25 cells were counted — 12 harbouring 47 chromosomes and 13 showing 46 chromosomes. BCR/ABL was negative by fluorescent in situ hybridization (FISH).
It was then decided to treat her as AML and she was started on induction therapy with daunorubicin/cytarabine (3+7) (daunorubicin 90mg/m2 on day 1-3 and cytarabine 100mg/m2 as a 24 hour infusion on Day 1-7). She responded well to treatment with a quick resolution of the palpable adenopathy and clearance of blasts from peripheral blood by day 8 of induction therapy. On day 12 she began complaining of pleuritic chest pain, haemoptysis and fever. Chest X-Ray showed left sided lower zone infiltrates. Respiratory distress and haemodynamic compromise worsened over the next 12 hours and she had to be supported by mechanical ventilation. She was diagnosed with septic shock secondary to Acinetobacter species resulting from bilateral pneumonia. She progressively deteriorated over the next 3 days and died on day 16 of induction chemotherapy.
t(1:14) is a very infrequently occurring recurrent chromosomal translocation and has been described to be associated with haematological malignancies. This cytogenetic abnormality is most commonly reported with lymphoid malignancies and the majority of the cases have reported its association with T- cell acute lymphoblastic leukaemia in children.3 There have been anecdotal cases in which it has been described in acute myeloid leukaemia particularly AML-M04 and bi-phenotypic leukaemia.5 t(1;14) is one of a number of distinct chromosomal translocations which have been identified and implicated in a proportion of T- ALL patients. The relatively commonly occurring t(1;14)(p34;q11) translocation observed in 3% of T- ALL results in the transposition of TAL1 proto-oncogene from its normal position on chromosome 1 into the T-cell receptor a/s chain complex on chromosome 14. Additionally, some T- ALL patients have been identified with local rearrangements of the TAL1 locus that are not detectable by karyotype analysis. It has hence been postulated that inappropriate expression of TAL1 is the probable mechanism by which T- cell leukomogenesis is promoted by altered TAL1 alleles.6
Trisomy 4 is also a rare genetic abnormality. It can be seen in both acute myeloid7 and lymphoid leukaemias.8 In AML, it does not appear to have any prognostic significance unless it is also associated with kit mutations but appears to be a good prognostic marker in ALL.9
t(1:14), either as a sole abnormality or with another genetic mutation, has never been reported with a concomitant myeloid and lymphoid malignancy in literature. We believe that the patient described here is the first such case. Secondly, although the translocation t(1;14) has been described in association with haematologic malignancies in literature, the breakpoints described are different from the novel t(1;14) breakpoints of our patient. Our patient was found to have a t(1;14) along with trisomy 4 and we believe that this is the first such reported case.

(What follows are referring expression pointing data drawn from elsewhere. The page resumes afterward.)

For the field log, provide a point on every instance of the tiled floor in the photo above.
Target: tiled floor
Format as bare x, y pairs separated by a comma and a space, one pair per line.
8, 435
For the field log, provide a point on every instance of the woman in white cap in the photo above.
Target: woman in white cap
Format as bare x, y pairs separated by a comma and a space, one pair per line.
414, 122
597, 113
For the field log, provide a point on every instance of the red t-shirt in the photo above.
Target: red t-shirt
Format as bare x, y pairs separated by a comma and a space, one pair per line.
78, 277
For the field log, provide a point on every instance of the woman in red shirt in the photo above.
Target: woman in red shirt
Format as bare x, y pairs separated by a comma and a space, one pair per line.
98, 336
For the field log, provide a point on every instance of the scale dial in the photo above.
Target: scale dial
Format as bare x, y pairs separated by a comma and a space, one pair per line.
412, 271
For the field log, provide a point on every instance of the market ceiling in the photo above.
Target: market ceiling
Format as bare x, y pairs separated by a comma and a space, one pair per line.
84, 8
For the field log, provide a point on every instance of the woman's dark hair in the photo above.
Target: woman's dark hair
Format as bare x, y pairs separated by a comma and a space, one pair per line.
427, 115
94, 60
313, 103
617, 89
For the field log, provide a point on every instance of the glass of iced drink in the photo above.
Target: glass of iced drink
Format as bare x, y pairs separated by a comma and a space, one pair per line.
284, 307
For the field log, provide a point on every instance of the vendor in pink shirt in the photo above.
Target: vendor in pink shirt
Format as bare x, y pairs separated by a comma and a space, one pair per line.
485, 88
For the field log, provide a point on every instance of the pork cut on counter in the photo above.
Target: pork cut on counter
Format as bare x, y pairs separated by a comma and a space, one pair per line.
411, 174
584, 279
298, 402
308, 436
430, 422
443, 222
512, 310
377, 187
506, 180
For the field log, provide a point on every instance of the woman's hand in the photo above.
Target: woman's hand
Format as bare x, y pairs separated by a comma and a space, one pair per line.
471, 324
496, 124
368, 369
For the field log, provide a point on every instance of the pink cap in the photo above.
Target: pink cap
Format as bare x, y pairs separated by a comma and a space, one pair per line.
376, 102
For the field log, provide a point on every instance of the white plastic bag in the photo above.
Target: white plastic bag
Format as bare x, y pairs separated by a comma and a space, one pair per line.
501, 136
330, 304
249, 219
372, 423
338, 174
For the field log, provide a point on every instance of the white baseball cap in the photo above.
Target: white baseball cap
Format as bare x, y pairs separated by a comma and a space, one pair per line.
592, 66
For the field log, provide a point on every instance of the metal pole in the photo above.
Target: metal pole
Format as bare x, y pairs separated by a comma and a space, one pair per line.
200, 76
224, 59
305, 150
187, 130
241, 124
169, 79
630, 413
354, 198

The 8p11 myeloproliferative syndrome is another rare condition described in literature associated with concomitantly occurring leukaemias.2 The presence of the characteristic translocation in both myeloid and lymphoid malignancies suggests involvement of a pluripotent stem cell. In theory then, the same should hold true for our patient where a novel cytogenetic abnormality affected a pluripotent stem cell, eventually giving rise to the malignant bi-lineage differentiation. Unfortunately due to the non-availability of cytogenetic testing from the ALL component in our patient, we are unable to prove this hypothesis.
It is not clear as to whether the novel karyotype harboured by our patient was truly the cause for the development of her leukaemias. This is a question that can only be answered with further investigations. We believe however, that documentation of such novel cytogenetic abnormalities is of prime importance as they may serve to guide us towards the discovery of presently unknown mutations predisposing to the development of malignancy.